La voiture du tuner est sa fierté. Gare à la critique. Il y a souvent à ce sujet un esprit de compétitivité qu'on pourrait qualifier de macho. Dans le tuning extrême, c'est à qui a la sono la plus puissante (la qualité entre peu en ligne de compte), qui a les plus gros pneus, qui a la caisse la plus rapide, qui c'est qui va le plus vite... Finalement cet état d'esprit, puéril, diminue l'efficacité de cette passion dont les aspirations sont à l'origine des plus légitimes. On ne comprend pas ce qui peut pousser quelqu'un à mettre 1000W de sono dans sa voiture par exemple, alors qu'on peut très bien comprendre la recherche d'une qualité d'écoute optimale. Il faut dire que les constructeurs de matériels Hi-Fi embarquée proposent des articles qui stimulent l'imagination au niveau du rapport puissance/durée de vie des oreilles. Bien sûr, on peut aussi aborder les couleurs étranges adoptées, les surbaissements qui interdisent l'accés à certains chemins ou le franchissement de dos d'ânes, et l'installation de tout ce qui peut aider moteur et échappement à faire un maximum de bruit.
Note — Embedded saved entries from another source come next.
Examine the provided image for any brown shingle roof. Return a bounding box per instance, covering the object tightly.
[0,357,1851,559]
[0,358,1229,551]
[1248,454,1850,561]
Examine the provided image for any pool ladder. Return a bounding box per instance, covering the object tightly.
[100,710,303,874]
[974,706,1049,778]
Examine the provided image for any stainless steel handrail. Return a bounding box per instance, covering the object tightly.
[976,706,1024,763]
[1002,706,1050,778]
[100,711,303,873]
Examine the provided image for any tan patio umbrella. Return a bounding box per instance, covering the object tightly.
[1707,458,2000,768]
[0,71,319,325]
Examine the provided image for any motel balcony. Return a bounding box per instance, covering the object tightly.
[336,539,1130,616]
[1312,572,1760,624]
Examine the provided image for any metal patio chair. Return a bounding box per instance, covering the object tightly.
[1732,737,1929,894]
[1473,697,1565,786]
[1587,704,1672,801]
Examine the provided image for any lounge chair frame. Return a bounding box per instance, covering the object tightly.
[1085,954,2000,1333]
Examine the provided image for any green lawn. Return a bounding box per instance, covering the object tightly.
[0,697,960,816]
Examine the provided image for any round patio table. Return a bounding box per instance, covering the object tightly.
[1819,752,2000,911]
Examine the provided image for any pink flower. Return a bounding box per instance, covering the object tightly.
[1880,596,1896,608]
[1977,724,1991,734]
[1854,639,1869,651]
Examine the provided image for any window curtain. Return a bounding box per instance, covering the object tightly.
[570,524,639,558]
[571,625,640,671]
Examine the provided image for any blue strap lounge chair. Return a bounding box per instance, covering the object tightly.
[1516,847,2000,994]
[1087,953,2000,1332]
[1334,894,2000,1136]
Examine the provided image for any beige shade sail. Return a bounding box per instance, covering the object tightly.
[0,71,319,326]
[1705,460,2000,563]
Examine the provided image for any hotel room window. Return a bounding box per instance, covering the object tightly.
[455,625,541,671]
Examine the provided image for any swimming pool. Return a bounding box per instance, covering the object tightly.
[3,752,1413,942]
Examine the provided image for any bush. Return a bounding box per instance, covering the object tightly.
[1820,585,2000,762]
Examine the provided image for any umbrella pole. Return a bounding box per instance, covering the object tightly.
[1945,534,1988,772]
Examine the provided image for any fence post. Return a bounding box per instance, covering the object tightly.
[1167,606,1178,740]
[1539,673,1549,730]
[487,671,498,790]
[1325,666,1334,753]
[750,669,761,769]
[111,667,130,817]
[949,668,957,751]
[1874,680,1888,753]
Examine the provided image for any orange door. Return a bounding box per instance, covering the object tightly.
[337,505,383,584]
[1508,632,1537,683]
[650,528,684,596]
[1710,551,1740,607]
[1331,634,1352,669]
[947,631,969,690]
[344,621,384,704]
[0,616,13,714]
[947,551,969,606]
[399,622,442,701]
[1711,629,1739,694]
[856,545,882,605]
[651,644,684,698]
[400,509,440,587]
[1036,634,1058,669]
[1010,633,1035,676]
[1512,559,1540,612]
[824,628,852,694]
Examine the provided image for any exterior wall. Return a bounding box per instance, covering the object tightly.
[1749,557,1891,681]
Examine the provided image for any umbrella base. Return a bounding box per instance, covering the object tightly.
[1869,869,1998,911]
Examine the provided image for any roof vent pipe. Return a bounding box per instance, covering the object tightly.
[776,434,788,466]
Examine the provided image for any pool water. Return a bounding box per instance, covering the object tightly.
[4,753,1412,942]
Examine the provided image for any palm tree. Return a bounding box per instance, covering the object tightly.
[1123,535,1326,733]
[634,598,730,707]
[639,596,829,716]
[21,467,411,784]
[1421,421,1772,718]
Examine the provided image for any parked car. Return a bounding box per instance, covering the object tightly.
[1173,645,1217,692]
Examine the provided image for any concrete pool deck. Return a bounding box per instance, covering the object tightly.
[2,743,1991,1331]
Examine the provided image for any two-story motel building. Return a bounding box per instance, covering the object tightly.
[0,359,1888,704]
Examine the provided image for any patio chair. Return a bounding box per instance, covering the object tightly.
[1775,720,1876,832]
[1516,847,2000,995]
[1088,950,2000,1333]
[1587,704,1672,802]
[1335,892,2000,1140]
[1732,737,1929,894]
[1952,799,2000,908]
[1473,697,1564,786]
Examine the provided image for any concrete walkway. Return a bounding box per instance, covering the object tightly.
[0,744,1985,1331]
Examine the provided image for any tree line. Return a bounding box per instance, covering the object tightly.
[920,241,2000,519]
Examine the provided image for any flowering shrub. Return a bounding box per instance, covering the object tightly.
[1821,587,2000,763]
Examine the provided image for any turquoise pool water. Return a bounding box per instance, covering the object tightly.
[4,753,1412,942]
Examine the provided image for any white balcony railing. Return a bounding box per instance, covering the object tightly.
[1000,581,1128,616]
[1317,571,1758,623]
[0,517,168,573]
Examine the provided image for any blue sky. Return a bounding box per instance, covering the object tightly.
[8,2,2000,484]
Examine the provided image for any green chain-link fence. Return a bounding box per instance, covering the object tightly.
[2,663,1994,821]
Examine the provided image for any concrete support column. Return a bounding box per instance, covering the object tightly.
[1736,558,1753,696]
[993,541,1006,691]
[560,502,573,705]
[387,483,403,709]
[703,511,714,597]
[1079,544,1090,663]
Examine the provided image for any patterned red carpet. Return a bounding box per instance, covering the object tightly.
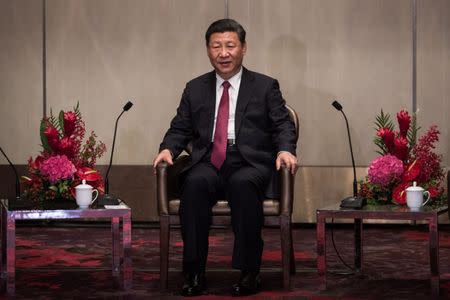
[2,224,450,299]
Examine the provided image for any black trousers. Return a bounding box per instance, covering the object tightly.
[179,144,270,274]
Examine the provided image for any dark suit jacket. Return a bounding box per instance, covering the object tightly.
[160,67,297,186]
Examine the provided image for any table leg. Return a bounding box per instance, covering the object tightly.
[429,214,439,296]
[6,213,15,295]
[316,211,326,289]
[1,205,6,279]
[122,212,132,290]
[354,218,363,274]
[111,217,120,274]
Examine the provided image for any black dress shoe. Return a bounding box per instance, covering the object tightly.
[181,272,207,297]
[231,271,261,296]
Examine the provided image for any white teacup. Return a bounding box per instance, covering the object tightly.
[75,179,99,209]
[406,181,430,211]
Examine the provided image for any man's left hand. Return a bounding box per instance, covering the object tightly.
[276,151,298,175]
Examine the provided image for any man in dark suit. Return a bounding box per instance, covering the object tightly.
[153,18,298,297]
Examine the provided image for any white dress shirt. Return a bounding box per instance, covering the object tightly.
[211,68,242,141]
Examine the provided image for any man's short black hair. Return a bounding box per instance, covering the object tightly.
[205,18,246,45]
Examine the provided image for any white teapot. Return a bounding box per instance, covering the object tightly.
[75,179,99,209]
[405,181,430,211]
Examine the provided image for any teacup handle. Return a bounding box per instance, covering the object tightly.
[422,191,431,206]
[90,189,99,204]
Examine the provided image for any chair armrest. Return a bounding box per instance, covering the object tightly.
[156,155,191,215]
[278,164,296,216]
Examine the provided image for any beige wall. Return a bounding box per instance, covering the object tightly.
[0,0,449,222]
[0,0,43,161]
[231,0,413,166]
[45,0,224,165]
[417,0,450,160]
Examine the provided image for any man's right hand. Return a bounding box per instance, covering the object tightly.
[152,149,173,174]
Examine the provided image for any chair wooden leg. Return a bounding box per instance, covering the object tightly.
[160,215,170,291]
[280,215,291,290]
[290,227,296,275]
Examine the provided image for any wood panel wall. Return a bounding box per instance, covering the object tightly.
[1,0,449,222]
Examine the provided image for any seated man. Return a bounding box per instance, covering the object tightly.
[153,18,298,297]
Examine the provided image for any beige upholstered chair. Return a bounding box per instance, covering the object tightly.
[156,104,299,290]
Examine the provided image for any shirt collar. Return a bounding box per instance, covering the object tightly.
[216,67,243,89]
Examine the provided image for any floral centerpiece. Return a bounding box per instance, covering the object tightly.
[359,109,445,206]
[22,103,106,205]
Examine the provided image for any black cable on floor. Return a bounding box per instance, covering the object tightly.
[328,218,355,275]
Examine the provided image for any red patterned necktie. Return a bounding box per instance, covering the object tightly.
[211,81,231,170]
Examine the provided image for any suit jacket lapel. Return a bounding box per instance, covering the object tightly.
[203,71,216,141]
[235,68,254,138]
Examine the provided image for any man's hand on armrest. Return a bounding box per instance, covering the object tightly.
[152,149,174,174]
[276,151,298,175]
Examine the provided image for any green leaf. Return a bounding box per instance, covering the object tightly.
[48,109,63,136]
[407,113,420,150]
[40,119,52,152]
[58,180,69,192]
[374,109,394,130]
[373,109,394,154]
[59,109,65,136]
[74,101,82,119]
[49,185,58,192]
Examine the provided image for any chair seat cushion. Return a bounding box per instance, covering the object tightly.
[168,199,280,216]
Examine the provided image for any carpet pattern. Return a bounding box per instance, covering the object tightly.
[2,224,450,299]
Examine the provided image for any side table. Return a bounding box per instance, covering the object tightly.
[0,199,132,295]
[316,203,448,297]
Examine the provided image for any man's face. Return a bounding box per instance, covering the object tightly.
[207,31,246,80]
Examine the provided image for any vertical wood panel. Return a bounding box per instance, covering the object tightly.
[230,0,412,166]
[46,0,224,165]
[0,0,43,163]
[417,0,450,165]
[1,0,449,223]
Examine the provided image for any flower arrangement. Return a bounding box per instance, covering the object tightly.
[22,103,106,204]
[359,109,445,205]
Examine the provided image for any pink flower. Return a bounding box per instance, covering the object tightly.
[397,110,411,138]
[368,154,404,187]
[39,155,76,183]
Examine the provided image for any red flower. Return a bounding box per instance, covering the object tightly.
[44,125,60,151]
[402,159,421,182]
[23,103,107,203]
[394,137,408,161]
[427,186,439,198]
[63,111,77,137]
[413,125,443,183]
[59,137,76,158]
[28,155,45,172]
[377,128,395,153]
[76,167,102,182]
[365,109,445,206]
[397,110,411,138]
[392,182,409,205]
De plus, le tuner est souvent enclin à conduire dangeureusement, convaincu de ses talents de pilote émérite et décidé à les faire reconnaître. Doubler sans se faire doubler, telle est la gageure. Surtout que ces tuners préfèrent un volant 'racing' à l'airbag, et les harnais aux prétentioneurs de ceintures... (toute modification du système d'airbag et de ceinture à prétentioneur étant interdite par le constructeur) Toutefois, le tuning 'soft' est nettement plus raisonnable. Le tuner modéré en effet ne modifie que ce qui lui tient particulièrement à coeur, et n'investit pas tout son argent dans sa voiture. Le véhicule demeure alors très reconnaissable et les installations visent à une bonne efficacité plutôt qu'à la quantité.

 

VOITURE DE COLLECTION : LE DRAME DU TUNING

Certains journaux spécialisés s'inquiettent. Car les premières mythiques 205 GTI entrent potentiellement en collection. Et oui, la "bombinette" de Peugeot a 15 ans. Or, la mageur partie de ces véhicules ne sont pas de premières mains et sont tombées en plein dans la mode tuning. Aileron modifié, toit ouvrant, jantes, ailes, jupes... toute modification altère énormément la valeur d'une voiture côtée. Alors, va-t-on vers une pénurie et à un embrasement des prix ? Certains le pensent, peut-être avec raison. Toutefois, les 205 GTI, pour préserver notre exemple, restent très courantes. Hors c'est précisément du fait de la grande majorité de véhicules 'retouchés' que ceux qui sont restés 100% d'origine ont une côte plus importante... mais plus difficile à établir. On ne peut pas en effet se référer au nombre de 205 GTI encore en circulation, puisque la plupart n'ont plus de valeur en tant que voiture de collection. D'autre part, il faut bien se dire que la plupart des voitures actuelles modifiées ou non n'entreront jamais en collection. La sportive qui devait officiellement remplacer la 205 GTI, la 106 GTI, ne bénéficie pas de l'aura de son prédécesseur, et sera certainement beaucoup moins recherchée. Ce qui est plus inquiétant, c'est que des véhicules voués dès aujourd'hui à devenir voiture de collection, comme la 406 coupée, se voient eux aussi gagnés par le tuning. On trouve ainsi bon de modifier cette carroserie réalisée par Pininfarina, société de designers qui signent les dessins des Ferrari. Il est difficile de cautionner une telle démarche, mais est-il question d'empêcher quelqu'un de faire ce qu'il veut de son véhicule ?

 

Toutefois, il n'est pas question d'aller dans le sens des médias qui n'exposent dans le tuning que les faces les plus révoltantes, comme les "runs", c'est à dire des courses de voitures modifiées, qui ont lieu sur des bretelles d'autoroute à plus de 200 km/h. En effet, on peut tout scandaliser. Il suffit de se remémorer la suspition collective envers internet suite à la traque aux sites pédophiles, ou encore aux jeux de rôles, de la musique techno... une foultitude de chasses aux sorcières médiatiques, dont le point de départ est toujours de s'inquiéter des passions des jeunes et de la dérive d'une infime minorité.